David Portabella David Portabella - 2 months ago 15
Scala Question

Query a MySQL Database from Spark

I am currently querying a MySQL from Spark as follows:

val sqlContext = new SQLContext(sc)

val dataframe_mysql = sqlContext
.read.format("jdbc").option("driver", "com.mysql.jdbc.Driver")
.option("url", url)
.option("dbtable", "MyTable")
.option("user", "MyUser").option("password", "MyPwd")
.load()

dataframe_mysql.registerTempTable("MyTable")

val lastNames = dataframe_mysql.sqlContext.sql("select lastName from MyTable")


But this loads all the columns from the
MyTable
, and I don't need that (I only need the
lastName
column). (moreover, I need a sql join query, and I don't want to load everything into Spark).

How can I replace the
option("dbtable", "MyTable")
line to specify a SQL query instead of a table?

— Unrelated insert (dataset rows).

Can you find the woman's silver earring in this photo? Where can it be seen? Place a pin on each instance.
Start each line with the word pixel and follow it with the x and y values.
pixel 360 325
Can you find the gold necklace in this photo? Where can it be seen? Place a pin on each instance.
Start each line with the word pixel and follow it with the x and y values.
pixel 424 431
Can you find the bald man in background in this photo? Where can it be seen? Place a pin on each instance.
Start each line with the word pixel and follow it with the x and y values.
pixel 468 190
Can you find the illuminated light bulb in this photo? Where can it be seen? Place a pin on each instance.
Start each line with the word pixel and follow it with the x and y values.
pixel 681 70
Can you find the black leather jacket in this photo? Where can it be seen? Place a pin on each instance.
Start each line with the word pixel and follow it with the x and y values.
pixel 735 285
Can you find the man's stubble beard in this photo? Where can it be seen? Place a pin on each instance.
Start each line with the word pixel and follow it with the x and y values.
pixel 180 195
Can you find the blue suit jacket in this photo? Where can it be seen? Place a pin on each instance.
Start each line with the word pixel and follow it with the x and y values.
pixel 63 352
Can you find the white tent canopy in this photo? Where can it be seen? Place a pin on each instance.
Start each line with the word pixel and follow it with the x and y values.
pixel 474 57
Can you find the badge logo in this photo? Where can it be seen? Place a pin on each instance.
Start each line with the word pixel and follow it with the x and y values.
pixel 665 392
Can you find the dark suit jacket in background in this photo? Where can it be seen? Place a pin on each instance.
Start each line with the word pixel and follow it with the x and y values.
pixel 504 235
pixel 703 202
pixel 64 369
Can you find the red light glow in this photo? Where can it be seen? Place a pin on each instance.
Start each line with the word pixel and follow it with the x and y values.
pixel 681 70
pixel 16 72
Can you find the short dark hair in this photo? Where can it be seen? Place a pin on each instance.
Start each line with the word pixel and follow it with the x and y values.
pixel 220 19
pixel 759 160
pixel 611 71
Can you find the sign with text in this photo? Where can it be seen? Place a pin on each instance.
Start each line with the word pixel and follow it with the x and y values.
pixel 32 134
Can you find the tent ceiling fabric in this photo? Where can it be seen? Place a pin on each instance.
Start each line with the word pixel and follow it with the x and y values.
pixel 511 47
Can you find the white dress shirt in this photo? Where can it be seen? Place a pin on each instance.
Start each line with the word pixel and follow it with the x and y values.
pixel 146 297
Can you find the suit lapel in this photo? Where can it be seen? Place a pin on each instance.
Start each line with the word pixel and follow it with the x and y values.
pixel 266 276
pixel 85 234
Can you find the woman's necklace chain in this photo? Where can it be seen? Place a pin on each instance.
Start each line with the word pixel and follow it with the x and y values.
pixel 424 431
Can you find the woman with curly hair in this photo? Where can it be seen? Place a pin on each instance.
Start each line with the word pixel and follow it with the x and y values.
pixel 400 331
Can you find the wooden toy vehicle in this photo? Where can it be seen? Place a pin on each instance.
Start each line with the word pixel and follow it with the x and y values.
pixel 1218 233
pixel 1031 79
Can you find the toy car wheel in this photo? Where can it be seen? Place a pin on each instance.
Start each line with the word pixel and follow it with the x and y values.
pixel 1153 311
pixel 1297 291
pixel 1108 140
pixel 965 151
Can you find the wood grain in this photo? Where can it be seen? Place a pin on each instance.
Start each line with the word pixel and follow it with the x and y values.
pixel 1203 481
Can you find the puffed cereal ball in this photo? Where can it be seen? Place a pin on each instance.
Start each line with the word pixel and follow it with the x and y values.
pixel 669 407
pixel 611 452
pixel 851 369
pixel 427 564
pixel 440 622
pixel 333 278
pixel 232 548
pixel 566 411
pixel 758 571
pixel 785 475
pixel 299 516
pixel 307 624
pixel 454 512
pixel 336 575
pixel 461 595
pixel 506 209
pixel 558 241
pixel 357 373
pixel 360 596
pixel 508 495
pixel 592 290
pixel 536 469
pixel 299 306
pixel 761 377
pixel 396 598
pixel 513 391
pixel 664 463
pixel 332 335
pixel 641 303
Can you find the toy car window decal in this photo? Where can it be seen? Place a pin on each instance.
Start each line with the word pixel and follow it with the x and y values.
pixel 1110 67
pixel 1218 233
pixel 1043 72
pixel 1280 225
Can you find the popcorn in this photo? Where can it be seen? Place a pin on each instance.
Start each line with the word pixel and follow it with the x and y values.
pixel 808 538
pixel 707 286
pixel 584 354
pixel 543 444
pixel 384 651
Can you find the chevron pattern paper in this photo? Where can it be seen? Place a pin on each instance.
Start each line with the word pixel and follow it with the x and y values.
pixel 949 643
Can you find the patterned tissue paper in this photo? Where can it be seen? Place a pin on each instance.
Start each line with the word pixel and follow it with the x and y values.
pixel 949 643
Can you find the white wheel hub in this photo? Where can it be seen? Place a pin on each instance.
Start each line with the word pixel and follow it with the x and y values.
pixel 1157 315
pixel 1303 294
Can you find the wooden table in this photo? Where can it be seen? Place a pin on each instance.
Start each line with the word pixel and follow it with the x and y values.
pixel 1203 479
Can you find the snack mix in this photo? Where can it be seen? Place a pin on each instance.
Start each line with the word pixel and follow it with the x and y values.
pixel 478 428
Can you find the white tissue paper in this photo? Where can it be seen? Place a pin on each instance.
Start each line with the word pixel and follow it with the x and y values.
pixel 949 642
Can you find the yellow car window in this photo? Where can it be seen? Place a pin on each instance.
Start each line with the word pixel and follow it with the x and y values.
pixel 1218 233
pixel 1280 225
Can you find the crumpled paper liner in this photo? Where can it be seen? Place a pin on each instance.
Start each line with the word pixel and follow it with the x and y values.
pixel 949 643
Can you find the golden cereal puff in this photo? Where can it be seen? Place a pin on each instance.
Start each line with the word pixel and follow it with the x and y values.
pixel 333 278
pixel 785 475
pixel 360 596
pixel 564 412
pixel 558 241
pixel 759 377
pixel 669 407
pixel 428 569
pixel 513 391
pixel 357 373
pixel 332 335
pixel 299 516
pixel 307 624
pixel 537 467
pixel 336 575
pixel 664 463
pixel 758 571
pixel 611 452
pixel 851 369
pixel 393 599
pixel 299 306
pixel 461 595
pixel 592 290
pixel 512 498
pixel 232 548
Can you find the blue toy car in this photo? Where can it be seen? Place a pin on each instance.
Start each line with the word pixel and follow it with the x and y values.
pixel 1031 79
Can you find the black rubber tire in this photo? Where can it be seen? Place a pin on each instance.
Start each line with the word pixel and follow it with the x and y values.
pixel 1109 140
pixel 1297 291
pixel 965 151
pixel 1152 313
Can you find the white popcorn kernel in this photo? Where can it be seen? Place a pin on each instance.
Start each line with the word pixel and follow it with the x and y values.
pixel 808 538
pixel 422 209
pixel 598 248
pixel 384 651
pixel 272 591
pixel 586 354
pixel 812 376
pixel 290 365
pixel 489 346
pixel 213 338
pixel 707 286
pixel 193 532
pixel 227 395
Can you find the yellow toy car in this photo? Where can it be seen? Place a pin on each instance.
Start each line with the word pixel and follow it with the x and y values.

I have tried querying with
.option("dbtable", "select lastName from MyTable")
(as I read somewhere), but this fails with :

MySQLSyntaxErrorException: select lastName from MyTable WHERE 1=0

Answer

What you have read is correct, you'll need to pass the query with pushdown predicates as an option.

MySQL expects here a aliased table or the table fullname :

// without pushdown predicates
.option("dbtable", "MyTable")

// with pushdown predicates
.option("dbtable", "(select lastName from MyTable) as T")

So you are actually looking to use the later query.

Note: T can be anything here.